At least 150 people have been affected by the virus which has prompted the government to urge people and political parties to avoid holding public events in their bid to contain its further spread.
Now, political parties in the country – including the PAC which led the anti-pass march on March 21, 1960, in which 69 people were killed 60 years ago – have heeded President Cyril Ramaphosa’s call to suspend the commemoration of the massacre due to the outbreak of the virus.
The Sharpeville Massacre – now known as Human Rights Day – was due to be celebrated by various political parties at various venues in Sharpeville tomorrow.
The Gauteng provincial government had planned its event at the Cricket Oval Stadium next to George Thabe, while the EFF and PAC had planned to hold a separate commemoration at the nearby Dlomo Dam.
Ramaphosa was due to address a national government event in Colesberg in the Northern Cape tomorrow.
But following his address to the nation on Sunday, all parties have agreed to suspend their services despite their individual attachment to the day.
Over the years – especially during apartheid – the PAC dubbed March 21 as Sharpeville Day in remembrance of the day their Vaal party leader, Nyakane Tsolo, led a group of men and women to the Sharpeville police station to hand themselves over for arrest in protest against the carrying of the denigrating dompasses.
Instead of arresting the multitude of protesters, police opened fire and killed 69 and injured scores.
Tomorrow, however, Sharpeville residents will for the first time not publicly honour this historical event.
Eight years ago – due to their attachment to March 21 – residents in the area violently protested against then president Jacob Zuma and former Gauteng premier Nomvula Mokonyane hosting the 2012 Human Rights Day celebrations in Soweto.
“Why Soweto?” was written in large graffiti on the wall at the entrance to the Sharpeville Human Rights Precinct.
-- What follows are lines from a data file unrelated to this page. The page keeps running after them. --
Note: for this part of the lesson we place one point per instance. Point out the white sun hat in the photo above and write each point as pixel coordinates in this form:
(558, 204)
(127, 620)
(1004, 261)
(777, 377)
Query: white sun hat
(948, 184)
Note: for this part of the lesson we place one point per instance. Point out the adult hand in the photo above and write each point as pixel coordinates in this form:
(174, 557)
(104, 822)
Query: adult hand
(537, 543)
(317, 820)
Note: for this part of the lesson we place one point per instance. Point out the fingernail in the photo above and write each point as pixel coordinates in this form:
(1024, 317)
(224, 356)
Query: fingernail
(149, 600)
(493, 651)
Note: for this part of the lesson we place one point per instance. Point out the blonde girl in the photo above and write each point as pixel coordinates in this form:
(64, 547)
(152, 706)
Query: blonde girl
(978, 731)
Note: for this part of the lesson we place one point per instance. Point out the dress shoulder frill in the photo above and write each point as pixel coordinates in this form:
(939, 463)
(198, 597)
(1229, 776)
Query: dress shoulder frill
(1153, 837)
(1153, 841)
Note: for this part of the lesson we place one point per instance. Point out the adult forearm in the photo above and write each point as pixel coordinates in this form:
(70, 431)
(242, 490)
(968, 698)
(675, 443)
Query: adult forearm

More than 2 000 Sharpeville residents took to the streets that day, in a protest that turned violent following the government’s decision to celebrate Human Rights Day in Kliptown, Soweto, and not in Sharpeville as they had expected.
However, villagers in the Eastern Cape in Xolobeni have decided to honour Human Rights Day in their village to spread the message to curb the coronavirus.
Xolobeni community spokesperson, Nonhle Mbuthuma, said the Amadiba Crisis Committee – which also accepted Ramaphosa’s request – would instead go from village to village from tomorrow, for several weeks, to inform nearby villagers on how to protect themselves against coronavirus.